Is he sure that he wants people paying less attention to the machine and more to where it's going?

Sunday, November 26, 2006

The ringing in my ears

turned out to be Saturday night calling to say hi. A trunk call from a bar somewhere.

I was headed down toward the Semiramis for a triple-espresso and a criossant, head splitting down the mold-line. Panadols about as effective as an Egyptian traffic cop.

Cattle trucks parked in rows as usual by the Mugama, wall-eyed faces peering down through the grills at the passers-by. The basha-officers sitting at a broken table in the shade behind, on the blocked off sidewalk. Legs stretched out. Talking on their mobiles and making noises at the foreign girls.

Back in August, when it was hot as hell, you could smell those trucks—smell the sweat and unlaundered uniforms ten feet off. Now at least, with the cooler weather, you can get past them without having to breathe through your collar.
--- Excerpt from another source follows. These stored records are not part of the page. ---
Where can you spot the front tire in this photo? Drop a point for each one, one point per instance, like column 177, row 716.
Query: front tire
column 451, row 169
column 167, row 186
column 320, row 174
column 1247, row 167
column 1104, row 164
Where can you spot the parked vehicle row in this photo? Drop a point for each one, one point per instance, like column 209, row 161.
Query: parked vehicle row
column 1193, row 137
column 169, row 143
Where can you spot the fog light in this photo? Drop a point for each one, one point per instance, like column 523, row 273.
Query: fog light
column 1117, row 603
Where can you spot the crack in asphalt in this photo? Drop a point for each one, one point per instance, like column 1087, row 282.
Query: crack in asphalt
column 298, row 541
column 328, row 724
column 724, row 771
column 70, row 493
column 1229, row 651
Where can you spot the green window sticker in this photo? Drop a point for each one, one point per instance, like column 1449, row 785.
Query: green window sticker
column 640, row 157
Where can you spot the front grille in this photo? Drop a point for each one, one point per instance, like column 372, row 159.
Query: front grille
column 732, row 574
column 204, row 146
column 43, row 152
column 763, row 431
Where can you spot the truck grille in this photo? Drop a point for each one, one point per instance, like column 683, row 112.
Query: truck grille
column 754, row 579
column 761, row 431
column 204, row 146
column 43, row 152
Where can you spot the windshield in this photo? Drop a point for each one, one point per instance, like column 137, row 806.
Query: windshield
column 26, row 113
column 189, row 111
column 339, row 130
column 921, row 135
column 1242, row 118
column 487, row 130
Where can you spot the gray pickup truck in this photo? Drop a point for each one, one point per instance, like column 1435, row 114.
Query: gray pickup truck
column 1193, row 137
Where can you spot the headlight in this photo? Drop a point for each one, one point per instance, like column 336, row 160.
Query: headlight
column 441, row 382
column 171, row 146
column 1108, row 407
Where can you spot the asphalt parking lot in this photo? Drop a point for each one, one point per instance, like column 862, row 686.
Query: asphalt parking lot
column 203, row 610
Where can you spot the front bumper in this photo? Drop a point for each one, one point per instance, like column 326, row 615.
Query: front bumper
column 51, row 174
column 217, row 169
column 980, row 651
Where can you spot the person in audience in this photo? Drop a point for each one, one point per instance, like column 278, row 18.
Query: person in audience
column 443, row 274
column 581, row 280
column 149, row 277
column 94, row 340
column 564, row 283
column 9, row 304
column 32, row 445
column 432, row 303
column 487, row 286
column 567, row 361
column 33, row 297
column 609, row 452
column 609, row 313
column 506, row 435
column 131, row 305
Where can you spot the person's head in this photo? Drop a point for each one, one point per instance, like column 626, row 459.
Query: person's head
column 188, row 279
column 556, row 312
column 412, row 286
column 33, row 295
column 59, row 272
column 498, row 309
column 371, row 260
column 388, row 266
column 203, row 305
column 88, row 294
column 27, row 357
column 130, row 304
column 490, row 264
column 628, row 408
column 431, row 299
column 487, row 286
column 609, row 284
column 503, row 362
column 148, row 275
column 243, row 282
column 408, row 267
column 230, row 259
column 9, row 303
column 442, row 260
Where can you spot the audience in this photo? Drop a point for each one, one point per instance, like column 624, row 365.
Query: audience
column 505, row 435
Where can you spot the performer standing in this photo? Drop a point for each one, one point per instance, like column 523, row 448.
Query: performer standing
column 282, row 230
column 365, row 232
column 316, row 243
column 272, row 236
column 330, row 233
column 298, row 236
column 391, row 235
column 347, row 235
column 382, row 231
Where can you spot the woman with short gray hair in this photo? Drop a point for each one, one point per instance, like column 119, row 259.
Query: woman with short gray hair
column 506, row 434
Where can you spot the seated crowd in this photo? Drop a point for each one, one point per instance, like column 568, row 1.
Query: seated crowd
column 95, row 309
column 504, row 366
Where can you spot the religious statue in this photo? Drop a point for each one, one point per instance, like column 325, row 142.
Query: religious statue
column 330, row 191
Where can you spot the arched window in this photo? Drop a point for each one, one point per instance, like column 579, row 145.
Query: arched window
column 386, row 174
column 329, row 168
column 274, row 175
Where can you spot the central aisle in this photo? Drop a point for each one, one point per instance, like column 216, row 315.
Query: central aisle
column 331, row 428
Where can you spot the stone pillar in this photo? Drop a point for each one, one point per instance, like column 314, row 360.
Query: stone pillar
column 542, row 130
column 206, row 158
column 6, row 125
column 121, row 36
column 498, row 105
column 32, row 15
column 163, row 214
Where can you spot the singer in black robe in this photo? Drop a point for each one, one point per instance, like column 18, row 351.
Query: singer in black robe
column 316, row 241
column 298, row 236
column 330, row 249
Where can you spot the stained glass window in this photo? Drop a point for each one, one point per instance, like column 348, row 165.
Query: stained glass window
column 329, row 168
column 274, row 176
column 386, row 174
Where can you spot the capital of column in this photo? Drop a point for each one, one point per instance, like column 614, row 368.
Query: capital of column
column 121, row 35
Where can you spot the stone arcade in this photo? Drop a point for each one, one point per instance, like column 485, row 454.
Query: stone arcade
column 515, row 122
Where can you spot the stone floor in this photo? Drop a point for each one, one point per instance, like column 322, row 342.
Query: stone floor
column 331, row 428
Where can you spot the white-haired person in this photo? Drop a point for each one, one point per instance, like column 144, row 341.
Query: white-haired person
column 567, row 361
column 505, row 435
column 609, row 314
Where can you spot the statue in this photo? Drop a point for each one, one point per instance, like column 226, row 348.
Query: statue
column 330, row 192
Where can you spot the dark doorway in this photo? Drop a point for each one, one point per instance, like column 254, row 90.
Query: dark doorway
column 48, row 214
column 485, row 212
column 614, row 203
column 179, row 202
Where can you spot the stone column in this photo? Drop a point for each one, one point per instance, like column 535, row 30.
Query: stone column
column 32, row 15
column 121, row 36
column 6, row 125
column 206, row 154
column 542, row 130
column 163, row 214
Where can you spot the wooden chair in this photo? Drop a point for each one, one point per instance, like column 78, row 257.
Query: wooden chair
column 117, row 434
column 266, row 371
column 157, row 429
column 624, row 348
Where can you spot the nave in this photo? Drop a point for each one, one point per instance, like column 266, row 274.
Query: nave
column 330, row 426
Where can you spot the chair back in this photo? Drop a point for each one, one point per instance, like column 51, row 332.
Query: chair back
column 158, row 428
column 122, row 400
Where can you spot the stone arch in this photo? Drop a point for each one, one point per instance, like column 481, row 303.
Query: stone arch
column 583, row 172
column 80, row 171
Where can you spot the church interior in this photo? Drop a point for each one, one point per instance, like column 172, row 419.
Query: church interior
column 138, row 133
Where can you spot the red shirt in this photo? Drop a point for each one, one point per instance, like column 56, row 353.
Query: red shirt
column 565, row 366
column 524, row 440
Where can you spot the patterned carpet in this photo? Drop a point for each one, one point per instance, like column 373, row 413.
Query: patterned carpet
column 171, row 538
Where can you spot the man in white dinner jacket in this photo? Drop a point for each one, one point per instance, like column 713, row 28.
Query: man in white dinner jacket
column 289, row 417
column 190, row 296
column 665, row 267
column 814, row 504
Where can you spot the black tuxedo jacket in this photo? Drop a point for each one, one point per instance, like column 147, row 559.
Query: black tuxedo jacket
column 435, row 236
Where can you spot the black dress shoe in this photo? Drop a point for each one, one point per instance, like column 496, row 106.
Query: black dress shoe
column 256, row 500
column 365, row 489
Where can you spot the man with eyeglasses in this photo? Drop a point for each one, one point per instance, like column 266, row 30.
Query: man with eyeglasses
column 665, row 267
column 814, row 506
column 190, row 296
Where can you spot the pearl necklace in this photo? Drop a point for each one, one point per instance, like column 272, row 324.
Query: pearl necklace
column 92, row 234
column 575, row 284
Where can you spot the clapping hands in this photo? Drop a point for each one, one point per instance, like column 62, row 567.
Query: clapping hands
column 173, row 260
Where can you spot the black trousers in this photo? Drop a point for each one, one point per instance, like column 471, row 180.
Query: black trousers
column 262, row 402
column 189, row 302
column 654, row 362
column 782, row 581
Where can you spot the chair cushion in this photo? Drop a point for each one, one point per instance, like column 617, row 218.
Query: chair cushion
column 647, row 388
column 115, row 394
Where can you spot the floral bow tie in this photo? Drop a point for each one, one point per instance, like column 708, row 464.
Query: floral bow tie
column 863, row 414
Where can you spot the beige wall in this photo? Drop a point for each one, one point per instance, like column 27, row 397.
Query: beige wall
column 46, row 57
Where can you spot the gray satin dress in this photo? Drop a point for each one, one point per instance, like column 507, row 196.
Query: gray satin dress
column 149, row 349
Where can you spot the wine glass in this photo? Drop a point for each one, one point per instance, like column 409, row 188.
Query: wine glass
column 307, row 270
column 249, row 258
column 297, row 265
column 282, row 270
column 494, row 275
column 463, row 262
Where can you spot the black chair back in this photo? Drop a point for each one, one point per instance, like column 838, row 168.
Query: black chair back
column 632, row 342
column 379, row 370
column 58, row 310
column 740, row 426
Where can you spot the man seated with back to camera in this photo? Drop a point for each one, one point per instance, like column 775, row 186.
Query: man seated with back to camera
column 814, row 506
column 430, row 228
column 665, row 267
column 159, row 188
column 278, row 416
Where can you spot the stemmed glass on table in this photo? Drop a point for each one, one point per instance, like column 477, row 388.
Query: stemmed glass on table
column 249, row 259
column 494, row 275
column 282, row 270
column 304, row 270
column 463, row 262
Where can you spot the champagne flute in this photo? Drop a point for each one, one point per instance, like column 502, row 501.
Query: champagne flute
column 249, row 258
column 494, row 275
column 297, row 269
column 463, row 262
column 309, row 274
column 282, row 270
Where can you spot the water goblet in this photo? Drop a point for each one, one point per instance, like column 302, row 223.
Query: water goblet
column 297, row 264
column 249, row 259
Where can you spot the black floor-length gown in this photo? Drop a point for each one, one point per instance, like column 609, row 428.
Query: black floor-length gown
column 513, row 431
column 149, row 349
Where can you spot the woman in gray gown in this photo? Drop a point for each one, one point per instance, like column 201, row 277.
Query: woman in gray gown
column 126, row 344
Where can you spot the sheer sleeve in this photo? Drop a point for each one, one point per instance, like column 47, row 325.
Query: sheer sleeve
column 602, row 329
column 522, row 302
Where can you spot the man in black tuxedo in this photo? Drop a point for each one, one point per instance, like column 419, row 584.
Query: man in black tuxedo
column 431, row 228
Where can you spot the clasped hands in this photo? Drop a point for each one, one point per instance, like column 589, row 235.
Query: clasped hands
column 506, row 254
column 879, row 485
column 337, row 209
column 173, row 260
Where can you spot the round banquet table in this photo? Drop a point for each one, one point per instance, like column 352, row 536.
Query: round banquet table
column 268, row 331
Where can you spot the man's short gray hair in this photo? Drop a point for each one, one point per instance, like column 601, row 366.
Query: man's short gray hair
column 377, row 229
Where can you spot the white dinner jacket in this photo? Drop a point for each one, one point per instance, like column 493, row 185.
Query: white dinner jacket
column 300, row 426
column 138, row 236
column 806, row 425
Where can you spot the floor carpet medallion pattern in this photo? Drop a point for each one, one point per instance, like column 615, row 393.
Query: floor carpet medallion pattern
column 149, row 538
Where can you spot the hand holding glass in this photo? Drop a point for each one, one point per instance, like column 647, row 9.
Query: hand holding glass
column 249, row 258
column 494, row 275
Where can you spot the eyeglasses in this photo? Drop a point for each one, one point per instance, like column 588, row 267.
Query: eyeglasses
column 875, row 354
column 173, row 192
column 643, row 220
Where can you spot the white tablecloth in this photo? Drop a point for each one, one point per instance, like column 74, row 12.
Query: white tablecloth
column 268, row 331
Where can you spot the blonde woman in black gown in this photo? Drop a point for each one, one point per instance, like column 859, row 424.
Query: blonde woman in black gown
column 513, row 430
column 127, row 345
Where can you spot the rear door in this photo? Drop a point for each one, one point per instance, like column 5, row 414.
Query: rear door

This is what defeat looks like—soldiers of a broken army paid by the winners to stay home and make sure the civvies stay in line. A rent-a-cop army parked in the shade, a “domestic use only” sticker on its forehead.

Or maybe that’s just Saturday night talking.

Saturday, November 25, 2006

Dear God,

a bunch of grown men are calling each other sissies in a fight over what they are going to force their women to wear.

Is this how you saw it unfolding when you put this place together?

There is a dead dog on the sidewalk by the bus stop. It's the white one that used to hang around the fuhl stand wagging his tail and nosing at the customers. Must have got hit on the road and crawled there to die. He's laying there like he's asleep in the sun, and he might be, except he hasn't moved in three days. And he's getting larger.

Maybe when they get this scarf business settled, they could send someone over to give him a little funeral.

Friday, November 24, 2006

Woke this morning

to the sound of the mosque up the street. To the ashcan death-rattle of Chinese-made rectifiers cranked to 11. To a mucusy throat clearing scrawled across the morning quiet. Mango leaves rattling and the beer bottle shaken off the bedstead and the cat gone, then, howling, tail bottle brushed.

And then the word of God made public.

Praise Him clutching the porcelain bowl, humping its coolth as dawn spreads her pink across the river. Ask His forgiveness head buried in the fragrant spew of Johnny Talker and last night’s all you can eat sushi mistake. Thank Him when silence returns.

Today, later, when I've sobered up a little, I'm going to start a blog to tell him what I think of things.